There is a group of countries that has been able to achieve the seemingly conflicting goal of maintaining a relatively high development while keeping their ecological footprint low. Alessandro Galli, Senior Scientist at the Global Footprint Network, highlights the Central and South American countries in this regard, giving specific examples from Costa Rica and Cuba.
According to the Global Footprint Network – an alliance of scientists who came up with the concept of the “Ecological Footprint,” a measurement of how many resources we have and how much we use – we are currently exploiting 50 percent more resources than what the planet has the ability to regenerate.
Nations are divided in this respect. Numerous countries have citizens that live within the world biocapacity target per person, these nations are however associated with a relatively low degree of development as measured by the UN Human Development Index (HDI), including aspects such as health, education and living standards. In contrast, nations scoring high on the HDI have a tendency to exceed their sustainable, Ecological Footprint targets.
Looking at the graph below, countries seem to follow a path where increased human development is related to a higher Ecological Footprint.
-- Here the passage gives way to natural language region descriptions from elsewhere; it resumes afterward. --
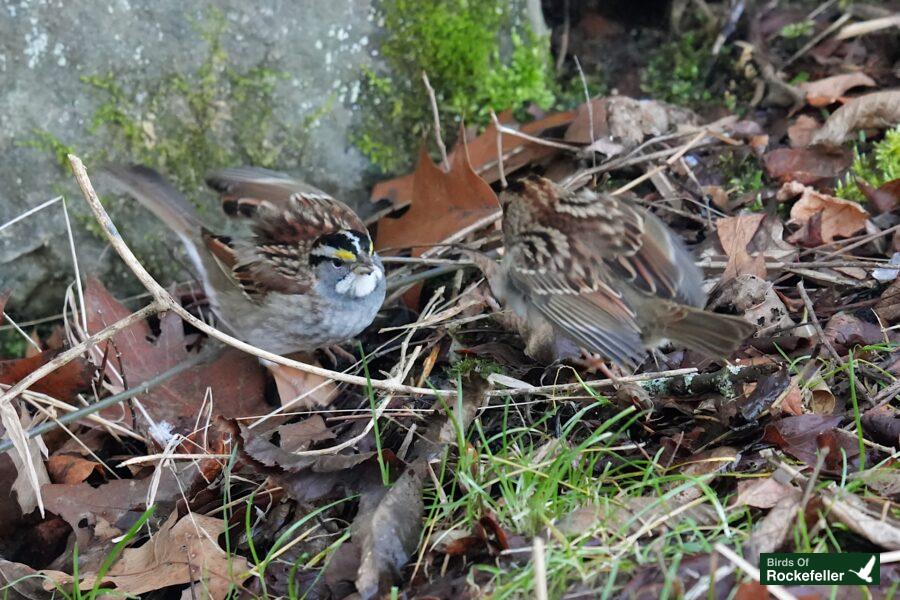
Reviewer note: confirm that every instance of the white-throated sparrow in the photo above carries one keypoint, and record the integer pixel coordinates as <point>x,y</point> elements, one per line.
<point>306,276</point>
<point>588,268</point>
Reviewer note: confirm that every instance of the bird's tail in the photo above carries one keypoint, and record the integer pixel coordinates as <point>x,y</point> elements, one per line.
<point>706,332</point>
<point>156,194</point>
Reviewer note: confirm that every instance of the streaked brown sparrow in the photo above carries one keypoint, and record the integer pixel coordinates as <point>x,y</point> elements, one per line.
<point>588,268</point>
<point>305,276</point>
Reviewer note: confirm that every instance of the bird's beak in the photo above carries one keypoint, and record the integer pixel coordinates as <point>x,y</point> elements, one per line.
<point>364,266</point>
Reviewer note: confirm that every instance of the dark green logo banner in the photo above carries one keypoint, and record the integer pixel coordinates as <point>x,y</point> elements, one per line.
<point>849,568</point>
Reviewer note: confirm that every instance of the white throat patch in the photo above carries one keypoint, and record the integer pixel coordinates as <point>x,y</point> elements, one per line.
<point>359,286</point>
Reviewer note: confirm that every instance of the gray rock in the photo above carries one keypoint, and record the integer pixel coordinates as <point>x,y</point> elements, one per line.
<point>46,46</point>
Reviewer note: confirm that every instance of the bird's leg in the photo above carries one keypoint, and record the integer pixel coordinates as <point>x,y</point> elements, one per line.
<point>335,350</point>
<point>594,363</point>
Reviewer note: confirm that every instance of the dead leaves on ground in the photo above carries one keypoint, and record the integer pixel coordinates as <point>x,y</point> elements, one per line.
<point>234,382</point>
<point>822,218</point>
<point>182,551</point>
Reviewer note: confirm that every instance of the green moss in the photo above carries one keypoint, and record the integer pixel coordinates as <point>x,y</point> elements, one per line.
<point>458,44</point>
<point>880,165</point>
<point>685,72</point>
<point>677,71</point>
<point>50,144</point>
<point>185,123</point>
<point>742,175</point>
<point>474,364</point>
<point>800,29</point>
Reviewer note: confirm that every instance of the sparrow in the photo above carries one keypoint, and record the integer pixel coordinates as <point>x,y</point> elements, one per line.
<point>587,269</point>
<point>304,275</point>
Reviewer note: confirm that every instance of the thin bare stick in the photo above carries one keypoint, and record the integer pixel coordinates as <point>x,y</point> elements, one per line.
<point>78,285</point>
<point>165,302</point>
<point>589,105</point>
<point>866,27</point>
<point>599,383</point>
<point>75,351</point>
<point>437,121</point>
<point>530,138</point>
<point>30,212</point>
<point>820,332</point>
<point>500,170</point>
<point>21,331</point>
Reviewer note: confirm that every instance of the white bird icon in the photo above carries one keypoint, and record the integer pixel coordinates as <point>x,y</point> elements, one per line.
<point>866,572</point>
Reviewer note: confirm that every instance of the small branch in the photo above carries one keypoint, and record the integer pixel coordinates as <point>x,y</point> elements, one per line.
<point>437,121</point>
<point>500,170</point>
<point>590,107</point>
<point>76,351</point>
<point>89,410</point>
<point>164,301</point>
<point>807,302</point>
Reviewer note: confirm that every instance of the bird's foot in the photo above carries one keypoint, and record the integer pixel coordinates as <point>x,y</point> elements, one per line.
<point>334,351</point>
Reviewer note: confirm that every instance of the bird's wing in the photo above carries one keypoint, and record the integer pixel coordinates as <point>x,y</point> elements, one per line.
<point>602,232</point>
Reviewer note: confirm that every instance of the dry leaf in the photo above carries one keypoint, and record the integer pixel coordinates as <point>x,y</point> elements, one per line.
<point>179,553</point>
<point>755,299</point>
<point>801,131</point>
<point>235,380</point>
<point>851,511</point>
<point>806,165</point>
<point>302,390</point>
<point>100,513</point>
<point>798,435</point>
<point>772,531</point>
<point>821,401</point>
<point>445,203</point>
<point>67,468</point>
<point>764,493</point>
<point>846,331</point>
<point>299,436</point>
<point>823,92</point>
<point>386,530</point>
<point>878,110</point>
<point>735,233</point>
<point>442,427</point>
<point>482,153</point>
<point>839,218</point>
<point>63,383</point>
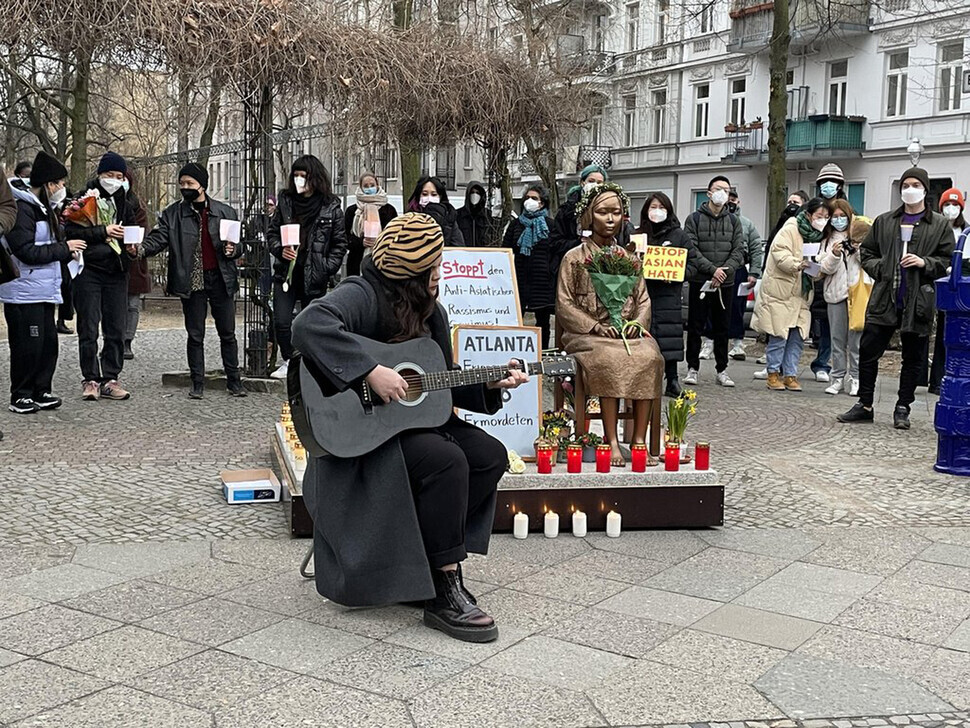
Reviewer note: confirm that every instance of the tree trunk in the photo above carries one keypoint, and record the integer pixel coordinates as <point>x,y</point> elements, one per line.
<point>778,109</point>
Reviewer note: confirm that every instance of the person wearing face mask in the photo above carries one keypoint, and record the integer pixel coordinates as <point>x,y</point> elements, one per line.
<point>782,308</point>
<point>202,272</point>
<point>371,203</point>
<point>101,288</point>
<point>474,220</point>
<point>662,228</point>
<point>430,197</point>
<point>308,201</point>
<point>37,245</point>
<point>536,263</point>
<point>903,295</point>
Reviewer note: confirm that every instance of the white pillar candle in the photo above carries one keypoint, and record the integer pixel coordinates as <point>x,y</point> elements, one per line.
<point>520,525</point>
<point>551,524</point>
<point>579,524</point>
<point>613,524</point>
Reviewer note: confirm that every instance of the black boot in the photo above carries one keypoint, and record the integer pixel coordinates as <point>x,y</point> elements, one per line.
<point>452,613</point>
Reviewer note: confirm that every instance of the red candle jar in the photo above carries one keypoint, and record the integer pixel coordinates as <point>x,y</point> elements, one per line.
<point>702,456</point>
<point>544,460</point>
<point>603,455</point>
<point>638,457</point>
<point>574,459</point>
<point>672,456</point>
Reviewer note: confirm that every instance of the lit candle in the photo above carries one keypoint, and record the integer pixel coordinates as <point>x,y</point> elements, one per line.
<point>603,455</point>
<point>579,524</point>
<point>551,524</point>
<point>613,524</point>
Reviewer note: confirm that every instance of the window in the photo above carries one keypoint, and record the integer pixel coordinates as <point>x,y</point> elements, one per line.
<point>738,86</point>
<point>951,71</point>
<point>896,83</point>
<point>629,121</point>
<point>702,109</point>
<point>838,86</point>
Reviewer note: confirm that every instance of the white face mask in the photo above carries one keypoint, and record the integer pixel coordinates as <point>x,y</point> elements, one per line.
<point>913,195</point>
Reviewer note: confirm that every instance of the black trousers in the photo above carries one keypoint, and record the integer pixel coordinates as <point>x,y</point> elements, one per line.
<point>101,304</point>
<point>454,470</point>
<point>223,307</point>
<point>875,339</point>
<point>716,307</point>
<point>32,334</point>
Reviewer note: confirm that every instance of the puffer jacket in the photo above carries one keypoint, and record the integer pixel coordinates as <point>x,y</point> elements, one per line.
<point>719,240</point>
<point>881,250</point>
<point>38,252</point>
<point>322,257</point>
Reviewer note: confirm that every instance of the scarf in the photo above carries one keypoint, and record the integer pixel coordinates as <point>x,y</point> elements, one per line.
<point>375,201</point>
<point>534,229</point>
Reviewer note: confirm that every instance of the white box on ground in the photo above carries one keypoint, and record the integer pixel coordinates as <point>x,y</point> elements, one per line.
<point>250,486</point>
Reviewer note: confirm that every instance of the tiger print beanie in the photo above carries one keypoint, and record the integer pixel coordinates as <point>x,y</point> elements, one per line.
<point>409,246</point>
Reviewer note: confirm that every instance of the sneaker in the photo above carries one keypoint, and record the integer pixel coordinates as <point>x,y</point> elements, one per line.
<point>724,380</point>
<point>112,390</point>
<point>48,401</point>
<point>90,391</point>
<point>281,372</point>
<point>24,406</point>
<point>858,413</point>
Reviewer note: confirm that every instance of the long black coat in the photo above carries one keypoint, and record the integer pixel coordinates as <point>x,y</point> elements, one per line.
<point>367,542</point>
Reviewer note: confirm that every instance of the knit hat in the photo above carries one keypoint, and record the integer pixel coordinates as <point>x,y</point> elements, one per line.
<point>408,246</point>
<point>197,172</point>
<point>46,169</point>
<point>950,196</point>
<point>831,172</point>
<point>112,162</point>
<point>917,173</point>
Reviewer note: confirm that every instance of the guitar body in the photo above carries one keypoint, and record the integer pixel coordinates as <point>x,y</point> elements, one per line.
<point>345,426</point>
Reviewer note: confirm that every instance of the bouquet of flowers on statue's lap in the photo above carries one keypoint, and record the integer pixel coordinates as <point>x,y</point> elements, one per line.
<point>91,210</point>
<point>614,274</point>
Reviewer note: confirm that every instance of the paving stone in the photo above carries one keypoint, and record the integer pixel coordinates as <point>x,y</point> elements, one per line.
<point>649,692</point>
<point>809,687</point>
<point>763,628</point>
<point>484,697</point>
<point>31,686</point>
<point>212,680</point>
<point>297,646</point>
<point>120,707</point>
<point>612,631</point>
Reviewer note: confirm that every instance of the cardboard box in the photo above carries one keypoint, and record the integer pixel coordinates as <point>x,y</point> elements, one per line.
<point>250,486</point>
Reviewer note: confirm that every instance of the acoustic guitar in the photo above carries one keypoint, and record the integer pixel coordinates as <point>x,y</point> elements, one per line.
<point>357,421</point>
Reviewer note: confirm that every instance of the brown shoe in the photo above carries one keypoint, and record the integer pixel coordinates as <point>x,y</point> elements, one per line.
<point>113,390</point>
<point>90,391</point>
<point>774,381</point>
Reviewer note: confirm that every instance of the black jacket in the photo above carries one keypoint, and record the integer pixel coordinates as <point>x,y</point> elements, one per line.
<point>322,257</point>
<point>178,232</point>
<point>99,255</point>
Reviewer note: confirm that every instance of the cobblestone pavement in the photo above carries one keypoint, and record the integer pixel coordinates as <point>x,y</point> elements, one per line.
<point>837,596</point>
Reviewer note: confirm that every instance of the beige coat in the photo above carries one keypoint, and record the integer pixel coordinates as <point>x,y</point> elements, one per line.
<point>781,305</point>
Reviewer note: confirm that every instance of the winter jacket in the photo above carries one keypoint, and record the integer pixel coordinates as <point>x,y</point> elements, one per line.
<point>781,305</point>
<point>37,252</point>
<point>881,250</point>
<point>99,255</point>
<point>476,225</point>
<point>322,257</point>
<point>719,240</point>
<point>178,232</point>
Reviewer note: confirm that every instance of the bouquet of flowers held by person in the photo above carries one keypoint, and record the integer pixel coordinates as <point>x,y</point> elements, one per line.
<point>91,210</point>
<point>614,274</point>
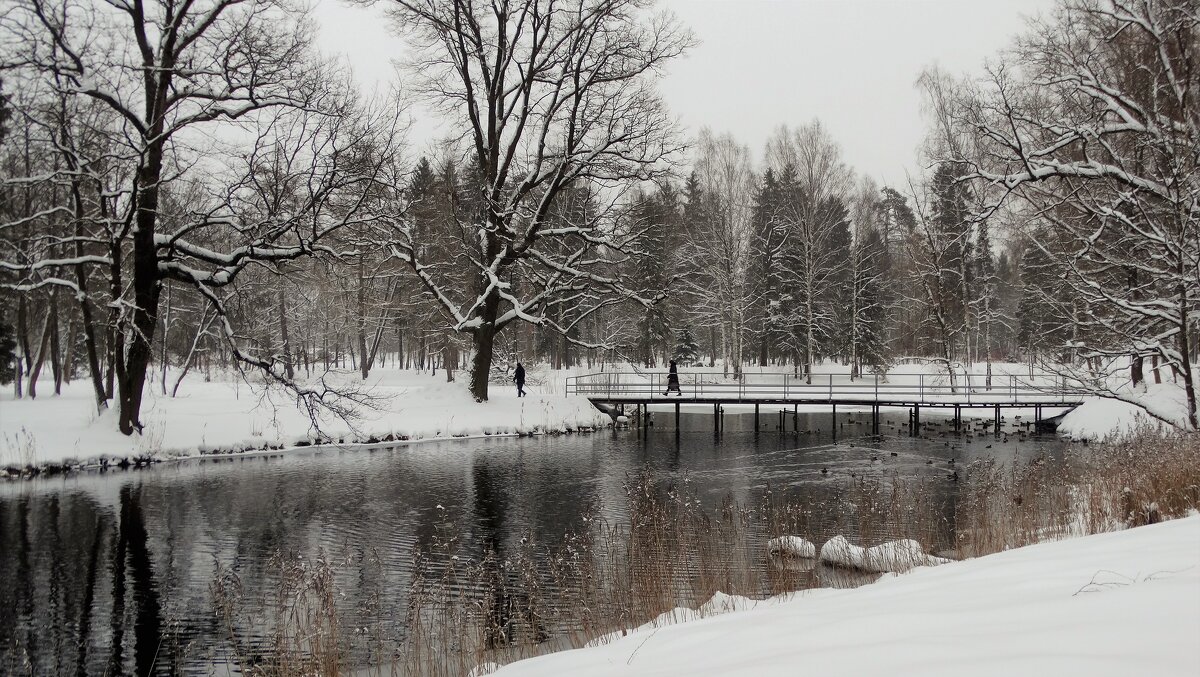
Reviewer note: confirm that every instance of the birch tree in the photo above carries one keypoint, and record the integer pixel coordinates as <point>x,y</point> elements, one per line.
<point>168,77</point>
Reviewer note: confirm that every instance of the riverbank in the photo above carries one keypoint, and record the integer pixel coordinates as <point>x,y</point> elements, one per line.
<point>1114,604</point>
<point>235,417</point>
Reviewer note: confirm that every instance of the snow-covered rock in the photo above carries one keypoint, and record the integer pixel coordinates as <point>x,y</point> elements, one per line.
<point>1109,605</point>
<point>791,546</point>
<point>897,556</point>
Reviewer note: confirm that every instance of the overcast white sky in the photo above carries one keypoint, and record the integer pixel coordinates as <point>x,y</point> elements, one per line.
<point>765,63</point>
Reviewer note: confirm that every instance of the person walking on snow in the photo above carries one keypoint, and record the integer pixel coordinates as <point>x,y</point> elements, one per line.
<point>519,376</point>
<point>673,381</point>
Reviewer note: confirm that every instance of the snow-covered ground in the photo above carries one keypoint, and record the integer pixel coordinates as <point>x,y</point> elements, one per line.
<point>231,415</point>
<point>1116,604</point>
<point>1099,418</point>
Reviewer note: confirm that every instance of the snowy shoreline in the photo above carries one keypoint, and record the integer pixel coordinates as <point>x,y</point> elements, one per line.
<point>234,419</point>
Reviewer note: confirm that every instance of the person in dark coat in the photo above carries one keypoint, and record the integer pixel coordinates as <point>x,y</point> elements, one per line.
<point>673,381</point>
<point>519,376</point>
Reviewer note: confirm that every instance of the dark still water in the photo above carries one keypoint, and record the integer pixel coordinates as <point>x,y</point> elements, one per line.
<point>113,573</point>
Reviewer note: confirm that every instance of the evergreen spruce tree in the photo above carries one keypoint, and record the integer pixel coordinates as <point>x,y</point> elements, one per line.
<point>687,351</point>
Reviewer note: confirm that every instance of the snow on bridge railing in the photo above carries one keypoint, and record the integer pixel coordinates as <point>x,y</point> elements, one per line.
<point>919,388</point>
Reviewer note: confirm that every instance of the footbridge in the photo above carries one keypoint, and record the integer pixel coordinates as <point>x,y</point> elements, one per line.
<point>912,391</point>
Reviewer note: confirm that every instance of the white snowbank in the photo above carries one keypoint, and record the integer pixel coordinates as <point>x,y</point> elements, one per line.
<point>897,556</point>
<point>792,546</point>
<point>1110,605</point>
<point>233,417</point>
<point>1098,417</point>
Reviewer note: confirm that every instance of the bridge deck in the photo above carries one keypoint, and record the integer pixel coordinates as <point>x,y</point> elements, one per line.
<point>889,390</point>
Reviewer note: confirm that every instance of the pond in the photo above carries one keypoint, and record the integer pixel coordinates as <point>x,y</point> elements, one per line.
<point>114,573</point>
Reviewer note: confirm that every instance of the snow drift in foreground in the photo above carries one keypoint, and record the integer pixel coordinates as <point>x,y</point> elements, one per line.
<point>1116,604</point>
<point>233,417</point>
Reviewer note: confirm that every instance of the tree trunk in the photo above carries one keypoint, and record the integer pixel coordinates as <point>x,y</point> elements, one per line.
<point>483,342</point>
<point>283,336</point>
<point>35,369</point>
<point>55,347</point>
<point>69,349</point>
<point>1189,384</point>
<point>147,288</point>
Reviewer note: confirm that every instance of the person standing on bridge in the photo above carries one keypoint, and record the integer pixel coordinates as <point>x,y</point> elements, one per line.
<point>673,381</point>
<point>519,376</point>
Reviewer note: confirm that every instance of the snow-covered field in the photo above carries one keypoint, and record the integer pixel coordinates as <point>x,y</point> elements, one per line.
<point>1115,604</point>
<point>231,415</point>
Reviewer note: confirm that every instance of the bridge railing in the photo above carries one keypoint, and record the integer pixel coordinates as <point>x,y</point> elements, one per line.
<point>921,388</point>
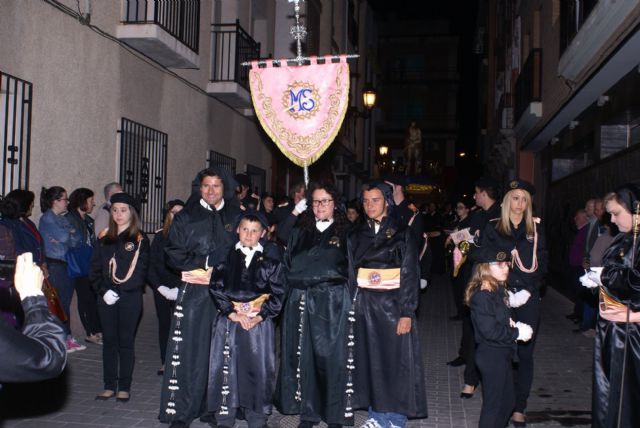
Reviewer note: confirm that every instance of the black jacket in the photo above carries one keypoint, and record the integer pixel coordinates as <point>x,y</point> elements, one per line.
<point>159,272</point>
<point>36,353</point>
<point>124,250</point>
<point>518,239</point>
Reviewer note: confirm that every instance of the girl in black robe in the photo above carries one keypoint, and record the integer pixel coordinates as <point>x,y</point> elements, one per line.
<point>313,369</point>
<point>616,380</point>
<point>388,378</point>
<point>248,292</point>
<point>519,233</point>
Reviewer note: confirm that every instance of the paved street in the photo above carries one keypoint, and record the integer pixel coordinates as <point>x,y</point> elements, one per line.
<point>561,394</point>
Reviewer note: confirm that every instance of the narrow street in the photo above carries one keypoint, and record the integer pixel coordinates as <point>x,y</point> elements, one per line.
<point>561,393</point>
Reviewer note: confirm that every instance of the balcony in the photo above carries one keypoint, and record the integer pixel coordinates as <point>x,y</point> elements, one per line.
<point>528,96</point>
<point>588,32</point>
<point>231,45</point>
<point>167,31</point>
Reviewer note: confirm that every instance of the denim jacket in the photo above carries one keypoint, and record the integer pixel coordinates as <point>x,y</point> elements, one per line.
<point>58,235</point>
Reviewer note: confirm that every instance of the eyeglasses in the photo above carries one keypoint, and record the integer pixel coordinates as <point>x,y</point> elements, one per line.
<point>500,264</point>
<point>323,202</point>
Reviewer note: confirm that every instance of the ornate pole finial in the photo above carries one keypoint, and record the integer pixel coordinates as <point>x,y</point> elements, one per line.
<point>298,31</point>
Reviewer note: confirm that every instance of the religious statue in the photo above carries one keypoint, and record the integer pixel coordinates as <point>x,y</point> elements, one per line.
<point>413,150</point>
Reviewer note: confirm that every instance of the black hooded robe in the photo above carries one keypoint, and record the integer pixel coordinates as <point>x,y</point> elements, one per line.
<point>388,375</point>
<point>198,238</point>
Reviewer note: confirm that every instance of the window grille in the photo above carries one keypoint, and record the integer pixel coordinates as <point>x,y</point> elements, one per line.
<point>15,129</point>
<point>258,178</point>
<point>217,159</point>
<point>143,170</point>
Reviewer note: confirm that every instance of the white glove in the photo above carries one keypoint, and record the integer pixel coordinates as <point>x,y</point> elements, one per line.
<point>110,297</point>
<point>301,206</point>
<point>168,293</point>
<point>524,331</point>
<point>519,298</point>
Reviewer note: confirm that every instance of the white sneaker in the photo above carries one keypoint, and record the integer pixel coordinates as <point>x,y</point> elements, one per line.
<point>73,345</point>
<point>370,423</point>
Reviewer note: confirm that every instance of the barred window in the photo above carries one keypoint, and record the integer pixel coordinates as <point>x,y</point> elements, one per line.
<point>217,159</point>
<point>15,129</point>
<point>143,170</point>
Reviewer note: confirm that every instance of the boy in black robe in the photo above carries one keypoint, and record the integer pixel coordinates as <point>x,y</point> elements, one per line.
<point>248,292</point>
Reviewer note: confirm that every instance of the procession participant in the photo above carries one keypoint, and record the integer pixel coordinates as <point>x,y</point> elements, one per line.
<point>616,364</point>
<point>164,281</point>
<point>520,234</point>
<point>388,378</point>
<point>248,291</point>
<point>199,240</point>
<point>496,335</point>
<point>313,367</point>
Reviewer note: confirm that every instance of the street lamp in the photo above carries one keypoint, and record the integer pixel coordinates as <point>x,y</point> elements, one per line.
<point>368,96</point>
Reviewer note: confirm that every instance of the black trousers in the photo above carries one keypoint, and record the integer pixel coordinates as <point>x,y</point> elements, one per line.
<point>497,385</point>
<point>164,311</point>
<point>119,324</point>
<point>87,305</point>
<point>529,313</point>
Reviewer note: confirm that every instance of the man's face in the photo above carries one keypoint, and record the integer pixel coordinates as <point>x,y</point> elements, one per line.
<point>598,209</point>
<point>212,190</point>
<point>250,232</point>
<point>480,196</point>
<point>374,204</point>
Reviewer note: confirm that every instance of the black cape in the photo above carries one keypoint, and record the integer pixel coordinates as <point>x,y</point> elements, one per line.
<point>389,375</point>
<point>251,364</point>
<point>621,280</point>
<point>318,297</point>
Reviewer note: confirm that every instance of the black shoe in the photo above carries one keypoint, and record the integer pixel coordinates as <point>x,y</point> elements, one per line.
<point>459,361</point>
<point>210,418</point>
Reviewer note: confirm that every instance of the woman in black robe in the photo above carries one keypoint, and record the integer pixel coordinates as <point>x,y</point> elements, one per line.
<point>616,380</point>
<point>313,373</point>
<point>519,233</point>
<point>388,378</point>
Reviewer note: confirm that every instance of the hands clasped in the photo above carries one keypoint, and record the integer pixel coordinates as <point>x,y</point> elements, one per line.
<point>518,298</point>
<point>591,279</point>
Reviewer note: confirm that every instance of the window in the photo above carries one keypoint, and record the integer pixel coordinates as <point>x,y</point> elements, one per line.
<point>15,129</point>
<point>573,14</point>
<point>143,170</point>
<point>258,179</point>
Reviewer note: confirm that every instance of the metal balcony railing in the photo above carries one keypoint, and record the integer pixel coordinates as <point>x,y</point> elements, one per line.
<point>529,84</point>
<point>231,45</point>
<point>180,18</point>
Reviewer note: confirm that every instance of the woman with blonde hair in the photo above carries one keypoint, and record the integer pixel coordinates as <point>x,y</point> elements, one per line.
<point>496,334</point>
<point>518,233</point>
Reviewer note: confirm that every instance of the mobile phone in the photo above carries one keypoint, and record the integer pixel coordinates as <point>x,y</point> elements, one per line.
<point>7,269</point>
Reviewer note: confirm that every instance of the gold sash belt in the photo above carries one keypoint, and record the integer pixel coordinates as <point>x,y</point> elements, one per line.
<point>252,308</point>
<point>379,279</point>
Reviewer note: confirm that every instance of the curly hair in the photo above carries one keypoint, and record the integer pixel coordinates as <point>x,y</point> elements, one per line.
<point>307,220</point>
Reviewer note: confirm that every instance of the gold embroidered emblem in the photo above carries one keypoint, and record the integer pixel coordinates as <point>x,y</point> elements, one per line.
<point>375,278</point>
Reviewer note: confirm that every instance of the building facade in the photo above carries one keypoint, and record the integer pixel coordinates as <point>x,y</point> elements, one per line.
<point>141,92</point>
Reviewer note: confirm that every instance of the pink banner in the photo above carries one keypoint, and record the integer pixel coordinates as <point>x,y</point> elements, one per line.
<point>301,107</point>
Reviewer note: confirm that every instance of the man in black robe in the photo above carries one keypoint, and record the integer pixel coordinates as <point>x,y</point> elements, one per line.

Few countries manage to fall within the sustainable zone that welds a relatively high degree of development with a low Ecological Footprint (within the green square on the graph). Notable examples are found in several Central and South American countries.
Mr Galli highlights two examples. “Costa Rica has invested a lot in wealth generation rather than growth, involving aspects such as increasing the well-being of its people, their life expectancy, access to food, and getting rid of the military service.“
Another example is Cuba, says Mr Galli. He explains that the country has managed to attain a relatively high quality of life with a low resource use. Why? The U.S. trade embargo on Cuba has forced the country to rely on local resources, making it increase its efficiency for instance in farming.
Are there more general lessons that can be learnt from countries that have small ecological footprints? Countries that score relatively low on the development index and also have low Ecological Footprint could take examples from countries right ahead of them on the development path, says Mr Galli, focusing on improving, among other things, efficiency in agriculture and irrigation. Countries with a relatively high development and high Ecological Footprint could look into further increasing efficiency and reducing waste. This might entail several lifestyle changes. A simple example, says Mr Galli, is turning off the light when you are not in a room. “In major US cities you leave the light on, in Europe you would not do this.” And, overall, Europe has a lower Footprint.
Looking into the future, the Global Footprint Network wants to make their measure as widely used as the GDP metric. For this purpose they have launched the Ten-in-Ten project helping countries adopt this measure. Countries move along a three step process; capacity building, identification of key sectors in the economy that should be targeted and the evaluation of policy options with associated scenario realizations. Thus far, eleven nations have adopted the Ecological Footprint as a formal metric. The UAE has come out as a forerunner in terms of using the Ecological Footprint, says Mr Galli, and is currently the only country that is exploring the use of the Footprint methodology for science-based decision-making processes. Thus far they have applied a new standard for lightbulbs that puts higher demands on energy efficiency. The other policies recommended by the partnership working on the UAE National Footprint Initiative are still being evaluated, adds Mr Galli.
Institutionalizing the Ecological Footprint metric in a similar fashion to GDP would give countries a specific alternative indicator to measure their welfare. This has the potential to encourage nations to think increasingly (see graph above) “inside the green box.”